いきなり「今後は、100年生きるのが当たり前になる」といわれると、多くの人は戸惑うはずだ。その中の代表的な声は、「定年後の40年近い人生をどうやって生活していけばよいのか……」ではないだろうか。
その老後に備えるためにまず知っておくべきは、「退職金」と「公的年金」の知識だ。受け取り方一つで手残りの金額は大きく異なる。オトクに受け取るためにはどうすれば良いのだろうか。
退職金の受け取り方(一時金か年金か)
定年後の大切な生活原資である退職金。受け取り方法は会社によって異なるが、一時金か、年金か、その併用かなどを選択出来ることも多い。そこで考慮すべきは、手取りの金額だ。
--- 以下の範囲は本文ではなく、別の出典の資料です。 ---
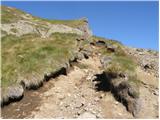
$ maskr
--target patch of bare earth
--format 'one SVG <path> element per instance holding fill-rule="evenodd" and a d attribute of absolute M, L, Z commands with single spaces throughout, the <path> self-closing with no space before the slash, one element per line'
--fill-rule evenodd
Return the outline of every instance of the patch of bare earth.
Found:
<path fill-rule="evenodd" d="M 88 67 L 74 66 L 67 76 L 51 80 L 53 87 L 39 95 L 39 106 L 26 118 L 132 118 L 110 92 L 95 90 L 95 74 L 102 72 L 99 59 L 84 59 L 80 64 Z"/>

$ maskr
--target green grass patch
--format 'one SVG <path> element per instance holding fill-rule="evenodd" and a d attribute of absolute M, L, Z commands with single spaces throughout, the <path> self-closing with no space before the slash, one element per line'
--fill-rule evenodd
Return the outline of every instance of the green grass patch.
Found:
<path fill-rule="evenodd" d="M 73 56 L 76 38 L 76 34 L 61 33 L 54 33 L 50 38 L 40 38 L 37 34 L 3 37 L 2 87 L 16 84 L 20 77 L 43 76 L 57 70 Z"/>
<path fill-rule="evenodd" d="M 12 28 L 11 31 L 12 31 L 13 33 L 17 33 L 17 32 L 18 32 L 18 30 L 15 29 L 15 28 Z"/>

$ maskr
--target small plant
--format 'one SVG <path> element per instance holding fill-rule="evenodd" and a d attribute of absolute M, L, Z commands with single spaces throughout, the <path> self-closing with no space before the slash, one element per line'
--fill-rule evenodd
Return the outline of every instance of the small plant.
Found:
<path fill-rule="evenodd" d="M 18 32 L 18 30 L 15 29 L 15 28 L 12 28 L 11 31 L 12 31 L 13 33 L 17 33 L 17 32 Z"/>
まず、退職金にも税金がかかるが、その計算方法は、今までもらってきた給与や賞与とは異なる。退職金は、所得税法上退職所得とされ、基本的には次の計算式で課税される。
(退職金額-退職所得控除)×1/2=退職所得
【勤続年数と退職所得控除額の関係】
- 20年以下:40万円×勤続年数 (80万円未満の場合は、80万円)
- 20年超:800万円+70万円(勤続年数-20年) ここで計算された退職所得を国税庁発表の速算表に当てはめて税額を計算していく。
【速算表】
退職一時金が3000万円で勤続年数35年のケースで計算する。
{3000万円―(800万円+70万円×(35年-20年))}×1/2=575万円
所得税:575万円×20%-42万7500円=72万2500円
住民税:575万円×10%=57万5000円
復興特別所得税:72万2500×2.1%=1万5172円
すなわち手取り額は3000万円ー72万2500円ー57万5000ー1万5172=2868万7328円となる。また、一時金には社会保険料は、全くかからない。
次に、年金として受け取るケースを見てみよう。
年金で受け取る場合、所得税法上は雑所得として計算される。
(退職年金-公的年金等控除額)=公的年金等にかかる雑所得
【速算表2】
ここで考慮すべきは、退職年金とその他に公的年金、不動産所得などがあれば、それらを合算した金額で総合課税として所得税、住民税が計算されるということだ。さらに年金で受け取る場合、税金だけでなく国民健康保険、介護保険、後期高齢者医療保険など社会保険料も徴収される可能性があることを考慮する必要がある。
では、一時金と年金、どちらの方法でもらった方が得なのであろうか。厳密には、自分の条件に合わせて計算する必要があるが、まずは以下の方法を軸に考えてみると良いだろう。
(1)退職所得控除を超えない範囲で、一時金でもらう
(2)それでも余る場合は、65歳までは70万円以内で受け取る
(3)それでもまだ余る場合は、一時金の金額を増やす
繰り返すが、厳密にはご自身の条件によって、一時金か年金かどちらで受け取る方が得かは変わってくる。しかし、一般的には、退職所得となる税務上のメリット、さらに社会保険料がかからない、などの理由で、一時金でもらう方が有利だ。